Spaces:

FocusGuard
/

final_test

Sleeping

App Files Files Community

final_test / data_preparation /README.md

Abdelrahman Almatrooshi

Deploy snapshot from main b7a59b11809483dfc959f196f1930240f2662c49

22a6915 about 2 months ago

preview code

raw

history blame contribute delete

4.25 kB

	# data_preparation

	Handles loading, splitting, scaling, and serving the collected dataset for training and evaluation.

	## Links

	- Participant consent form: [Consent document](https://drive.google.com/file/d/1g1Hc764ffljoKrjApD6nmWDCXJGYTR0j/view?usp=drive_link)
	- Dataset (staff access): [Dataset folder](https://drive.google.com/drive/folders/1fwACM6i6uVGFkTlJKSlqVhizzgrHl_gY?usp=sharing)
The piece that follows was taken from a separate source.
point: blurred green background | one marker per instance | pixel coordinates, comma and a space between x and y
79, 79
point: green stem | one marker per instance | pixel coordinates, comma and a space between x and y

	## Data collection protocol

	9 team members each recorded 5-10 minute webcam sessions using a purpose-built tool (`models/collect_features.py`). During recording:

	- Participants simulated focused behaviour (reading, typing) and unfocused behaviour (looking at phone, turning away)
	- Binary labels were annotated in real-time via key presses
	- Sessions were recorded across different rooms, workspaces, and home offices using consumer webcams under varying lighting
	- Real-time quality guidance warned if class balance fell outside 30-70% or if fewer than 10 state transitions occurred
	- An automated post-collection quality report validated minimum duration (120s), sample count (3,000+ frames), balance, and transition frequency

	All participants provided informed consent for their facial landmark data to be used within this coursework project. Raw video frames are never stored; only the 17-dimensional feature vector and binary labels are saved.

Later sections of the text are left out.